Le ministère de l’Éducation nationale du Gabon est actuellement secoué par une affaire de malversations financières de grande envergure. Une vingtaine d’agents de la Direction centrale des affaires financières (DCAF) ont été interpellés et placés en garde à vue par la Police judiciaire. Cette action fait suite à la découverte d’un système présumé de surfacturation lié à des bons de caisse, dont le préjudice total est estimé à plus de 560 millions de FCFA, soit environ 850 000 euros.

Un mécanisme de fraude sophistiqué au cœur de la DCAF

L’enquête a permis de mettre en lumière un mode opératoire basé sur la falsification de documents administratifs. Les bons de caisse, normalement réservés au règlement de dépenses administratives courantes, auraient été artificiellement gonflés. Le surplus financier généré par cet écart entre le coût réel des prestations et les sommes décaissées était ensuite récupéré par les membres du réseau. Une telle organisation laisse supposer une complicité active entre plusieurs acteurs de la chaîne de dépense, incluant des comptables et des ordonnateurs.
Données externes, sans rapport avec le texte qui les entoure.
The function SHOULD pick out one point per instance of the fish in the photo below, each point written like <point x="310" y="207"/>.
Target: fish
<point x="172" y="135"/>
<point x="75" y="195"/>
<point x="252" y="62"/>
Ces arrestations marquent un tournant important dans la politique de transition amorcée depuis le changement de régime en août 2023. Les nouvelles autorités ont fait de la probité administrative un pilier de leur action, multipliant les audits et les interventions dans les ministères disposant des budgets les plus importants.

L’impact direct sur le secteur éducatif gabonais

Le choix de cibler l’Éducation nationale n’est pas fortuit, ce ministère représentant l’un des plus gros postes budgétaires de l’État gabonais. Les fonds détournés étaient initialement destinés au fonctionnement des établissements, au paiement des bourses ou encore à la construction d’infrastructures scolaires. Alors que les syndicats dénoncent régulièrement le manque de moyens et la dégradation des conditions d’apprentissage, le détournement de 560 millions de FCFA représente un manque à gagner considérable pour les élèves et le corps enseignant.

Cette affaire surgit dans un climat où le gouvernement de Libreville tente de prouver sa rigueur budgétaire face aux institutions internationales comme le Fonds monétaire international. Le renforcement récent de la Cour des comptes témoigne de cette volonté de surveiller de près l’utilisation des deniers publics, particulièrement via les régies d’avance souvent critiquées pour leur opacité.

Des poursuites judiciaires et un enjeu de crédibilité

Les fonctionnaires impliqués devront répondre de chefs d’inculpation graves tels que le détournement de fonds publics, le faux en écriture publique et l’association de malfaiteurs. Les peines encourues, conformément au Code pénal gabonais, sont particulièrement lourdes. L’instruction devra désormais déterminer l’étendue exacte des responsabilités et vérifier si ce réseau bénéficiait de protections au sein de la hiérarchie ministérielle ou des directions du budget et du trésor.

L’issue de cette procédure sera un test majeur pour la crédibilité du discours anti-corruption porté par les autorités actuelles. En remontant la chaîne des responsabilités, la justice gabonaise devra démontrer sa capacité à assainir durablement l’appareil d’État. Les investigations se poursuivent et pourraient mener à d’autres interpellations dans les jours à venir.